Some of the Pharisees were present when the Lord received this forlorn dissenter, this stubborn schismatic, unto himself. Our Lord turns to them and informs them (John 10:39-41) that in excommunicating the poor man, they had been simply excommunicating themselves. They had proclaimed a broad gulf between him and them; and lo, the Lord of life and glory is seen not on their side of the gulf, but on his. They do not as yet recognise him as the Saviour and the Judge of men; but they that know Christ see plainly that these men, in pronouncing that sentence, have simply pronounced judgment against themselves. The private judgment which they stigmatised as so unpardonably erroneous and criminal, turns out to be the judgment of God, even of Him who saith, "If any man lack wisdom, let him ask of God, who giveth to all men liberally, and upbraideth not;" even of Him who giveth his Holy Spirit to them that ask him.

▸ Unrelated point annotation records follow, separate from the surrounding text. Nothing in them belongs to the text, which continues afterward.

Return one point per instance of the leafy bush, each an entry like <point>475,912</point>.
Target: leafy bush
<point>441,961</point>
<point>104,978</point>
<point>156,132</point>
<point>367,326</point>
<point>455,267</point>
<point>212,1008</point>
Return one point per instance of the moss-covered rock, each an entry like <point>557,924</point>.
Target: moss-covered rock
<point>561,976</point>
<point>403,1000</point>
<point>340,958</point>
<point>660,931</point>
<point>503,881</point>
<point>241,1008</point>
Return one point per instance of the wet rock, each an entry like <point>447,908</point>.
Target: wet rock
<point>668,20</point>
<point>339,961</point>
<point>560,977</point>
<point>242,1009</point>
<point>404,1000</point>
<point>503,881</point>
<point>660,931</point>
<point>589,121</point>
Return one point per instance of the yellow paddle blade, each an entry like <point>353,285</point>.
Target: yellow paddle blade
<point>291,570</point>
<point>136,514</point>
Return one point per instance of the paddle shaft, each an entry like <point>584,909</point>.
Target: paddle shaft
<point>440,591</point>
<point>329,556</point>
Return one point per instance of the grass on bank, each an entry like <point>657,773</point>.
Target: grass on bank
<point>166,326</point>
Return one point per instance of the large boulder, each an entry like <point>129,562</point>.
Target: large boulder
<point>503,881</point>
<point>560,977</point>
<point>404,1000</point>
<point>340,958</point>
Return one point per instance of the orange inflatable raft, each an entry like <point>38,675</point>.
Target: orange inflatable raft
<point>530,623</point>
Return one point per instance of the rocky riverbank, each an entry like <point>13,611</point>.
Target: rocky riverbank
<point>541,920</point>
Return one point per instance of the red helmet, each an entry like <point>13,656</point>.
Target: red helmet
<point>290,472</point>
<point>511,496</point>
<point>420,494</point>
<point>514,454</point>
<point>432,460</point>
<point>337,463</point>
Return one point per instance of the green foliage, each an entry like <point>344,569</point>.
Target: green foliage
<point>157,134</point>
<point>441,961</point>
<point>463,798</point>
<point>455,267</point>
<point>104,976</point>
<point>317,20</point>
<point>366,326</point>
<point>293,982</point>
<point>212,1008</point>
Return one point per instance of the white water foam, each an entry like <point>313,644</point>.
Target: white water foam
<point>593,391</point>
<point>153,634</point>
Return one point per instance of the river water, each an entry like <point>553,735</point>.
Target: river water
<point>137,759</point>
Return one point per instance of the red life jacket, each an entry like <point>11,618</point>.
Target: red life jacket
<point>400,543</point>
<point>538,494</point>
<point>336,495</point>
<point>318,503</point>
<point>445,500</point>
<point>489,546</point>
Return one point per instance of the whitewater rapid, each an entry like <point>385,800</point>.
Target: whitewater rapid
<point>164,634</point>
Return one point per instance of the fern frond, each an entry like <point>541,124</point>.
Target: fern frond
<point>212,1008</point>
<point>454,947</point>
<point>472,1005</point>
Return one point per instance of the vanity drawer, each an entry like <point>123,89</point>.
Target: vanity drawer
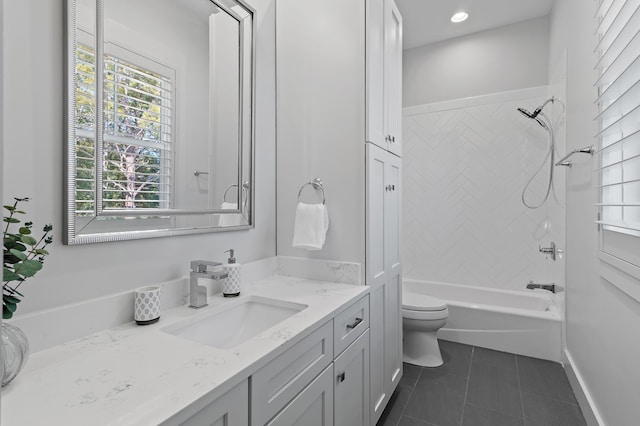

Christ says to the Pharisees: ’Ye say, We see; we are the seers of the community; we are on the watch-tower of God, and what we see we report to men; we are the shepherds who see for the sheep; see where the true pastures are to be found, what is the best path to walk in, what dangers are imminent; others are forbidden to see - it is not their province; we see for them; it is enough that they have our guidance. Thus professing, your sin remaineth; and your sin is not merely that whereby the individual member of the flock destroys himself, but it is that by which the false shepherd destroys himself and the flock. "Verily, verily I say unto you, He that entereth not by the door into the sheepfold, but climbeth up some other way, the same is a thief and a robber. But he that entereth in by the door is the shepherd of the sheep. Verily, verily I say unto you, I am the door of the sheep. All that ever came before me are thieves and robbers: but the sheep did not hear them.’" The poor man whom Jesus had restored to sight had found thieves and robbers clothed in the garb of the Church’s pastors. Of what scanty treasures he had they stripped him. They robbed him of his good name; of the confidence and love of his parents and friends; of the prospect of a livelihood; and they would gladly have deprived him of his hope in God’s mercy, but this they could not.